Mantovani Elisa (Blera, VT) - OCCHI DI PIETRA

 

È passato ormai molto tempo della mia lunga VITA, anzi, sarebbe più appropriato chiamarla esistenza, visto che non sono un essere vivente, ma sono anch’io un figlio, anzi una figlia di madre terra.

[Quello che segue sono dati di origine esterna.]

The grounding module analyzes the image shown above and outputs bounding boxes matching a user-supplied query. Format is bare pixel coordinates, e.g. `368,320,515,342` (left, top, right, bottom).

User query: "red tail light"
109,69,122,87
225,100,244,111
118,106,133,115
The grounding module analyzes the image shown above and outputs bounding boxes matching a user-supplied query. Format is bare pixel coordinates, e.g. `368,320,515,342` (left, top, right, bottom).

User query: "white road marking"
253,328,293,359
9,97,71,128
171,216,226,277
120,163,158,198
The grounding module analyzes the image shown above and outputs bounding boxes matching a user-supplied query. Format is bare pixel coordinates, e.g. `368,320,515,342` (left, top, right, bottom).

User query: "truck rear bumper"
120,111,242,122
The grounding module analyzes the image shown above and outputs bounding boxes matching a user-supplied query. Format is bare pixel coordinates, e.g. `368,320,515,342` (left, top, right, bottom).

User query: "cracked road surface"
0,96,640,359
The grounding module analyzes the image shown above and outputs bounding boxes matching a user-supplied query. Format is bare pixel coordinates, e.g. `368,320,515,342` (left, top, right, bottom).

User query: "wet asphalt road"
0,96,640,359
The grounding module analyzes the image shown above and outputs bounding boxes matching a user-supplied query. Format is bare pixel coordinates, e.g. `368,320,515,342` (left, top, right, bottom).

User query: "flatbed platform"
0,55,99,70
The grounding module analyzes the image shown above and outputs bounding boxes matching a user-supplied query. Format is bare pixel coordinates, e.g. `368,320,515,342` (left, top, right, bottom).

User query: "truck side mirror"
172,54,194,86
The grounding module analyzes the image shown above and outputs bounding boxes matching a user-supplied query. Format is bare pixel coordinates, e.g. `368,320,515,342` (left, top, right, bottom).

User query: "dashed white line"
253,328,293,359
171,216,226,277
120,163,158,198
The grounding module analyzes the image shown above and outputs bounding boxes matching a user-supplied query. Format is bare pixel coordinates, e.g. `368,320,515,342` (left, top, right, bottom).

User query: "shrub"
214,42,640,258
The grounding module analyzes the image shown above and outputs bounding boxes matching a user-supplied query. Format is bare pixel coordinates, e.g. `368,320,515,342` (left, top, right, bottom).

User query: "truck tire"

Grazie alla mia veneranda età sono riuscita ad OSSERVARE, prendendo, a volte, attivamente parte, la costante EVOLUZIONE dell’uomo. Ricordo ancora il tempo in cui rappresentavo un rifugio sicuro e stabile. Mi sentivo importante. Sapevo che senza la mia forza, la mia durezza, la mia resistenza, loro sarebbero stati perduti. Li proteggevo quando venivano attaccati dalle grandi belve. Mi affilarono con altre pietre. Non ero più solo una difesa, ma ero anche un’arma per attaccare. Cacciavano in GRUPPI. Accerchiavano l’ANIMALE mettendolo alle strette e poi…ecco il mio momento. Sentivo le grida d’esultanza, nel loro linguaggio rozzo e incomprensibile, mentre mi conficcavano nella pelle della preda. La trapassavo senza problemi. La tecnica per affilarmi si era così perfezionata che ero aguzza come un moderno coltello da cucina, ma, ovviamente, meno maneggevole. Poi un giorno accadde tutto. Eravamo appena tornati da una battuta di caccia molto abbondante. Un Mammut. Mi stavano limando per staccare la pelle dalla carcassa. Appena mi strofinarono con un’altra pietra, delle scintille sgorgarono dal nostro contatto, cadendo sul pelo selvaggio. Iniziarono le urla. Tutto divenne rosso. Caldo. Mi lasciarono cadere in quell’inferno. Avevano scoperto il fuoco. Solo più tardi riuscirono a domarlo. Cuocevano il CIBO, si tenevano al caldo nei periodi freddi. E avevano un’altra arma per difendersi. La mia importanza non era sminuita, ma mi sentivo meno essenziale. Poi hanno iniziato ad usarmi come un semplice sostegno, per forgiare le loro nuove armi, con un nuovo materiale. Il ferro. Lo temevo da sempre quel momento. Ormai ero diventata inutile. Mi avevano sostituita facilmente. Si erano evoluti sotto i miei occhi. Il loro spirito d’ADATTAMENTO, la curiosità e il PROGRESSO li avevano portati a cercare comfort sempre maggiori. Ed ora eccomi qui. L’uomo è molto cambiato. Adesso mi studiano in cerca di qualche RISORSA da SFRUTTARE, di un minerale nuovo o di FOSSILI non ancora recuperati. Ma se non siamo particolarmente dotate, diventiamo oggetti di svago, semplici sassolini da far rimbalzare sul pelo dell’acqua.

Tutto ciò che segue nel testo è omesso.